To help the government achieve its vaccination goals, San Miguel Corp. (SMC), the parent company of Petron, is spending close to a billion pesos for its group wide Ligtas Lahat vaccination program, which aims to inoculate all 70,000 SMC employees and extended workforce.
“We are banking on the success of vaccination efforts here and abroad to boost our economy and the downstream business environment in general. While we have our work cut out for us, we are inspired to do more, grow stronger, and contribute further to society,” said Ang.
Petron has set aside P11 billion for its 2021 capital expenditures (capex), higher than the P8.5 billion it allocated last year. The amount covers its ongoing construction of steam generator plants, strategic retail network expansion, and maintenance requirements. Petron has put up 14 new stations in the first quarter with plans to build more for the rest of the year.
This year’s capex will be financed by a combination of internal cash generation and external financing sources.
Petron temporarily closed down its 180,000-barrels per day refinery in May last year and reopened in October. It again ceased refinery operations on February 10, 2021 and will reopen either May or June this year.

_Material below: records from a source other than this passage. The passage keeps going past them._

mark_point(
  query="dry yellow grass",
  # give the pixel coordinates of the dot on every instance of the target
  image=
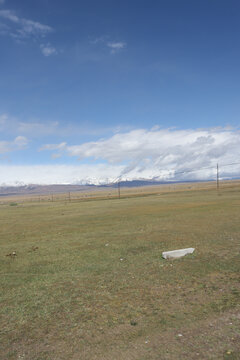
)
(88, 280)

Following its approval as a registered-enterprise last December, the Petron Bataan Refinery has started to transition into the Freeport Area of Bataan and has also begun to avail of fiscal incentives from operating in a freeport zone.
In Malaysia, Petron’s two major expansion projects in Port Dickson Refinery—the Diesel Hydrotreater (DHT) and Marine Import Facility 2 (MIF2)—remained on track. The new DHT unit will enable the refinery to produce ultra-low Sulphur automotive diesel, while the MIF2 will expand its finished product storage capacity to support future growth in Petron Malaysia and at the same time generate savings on freight cost.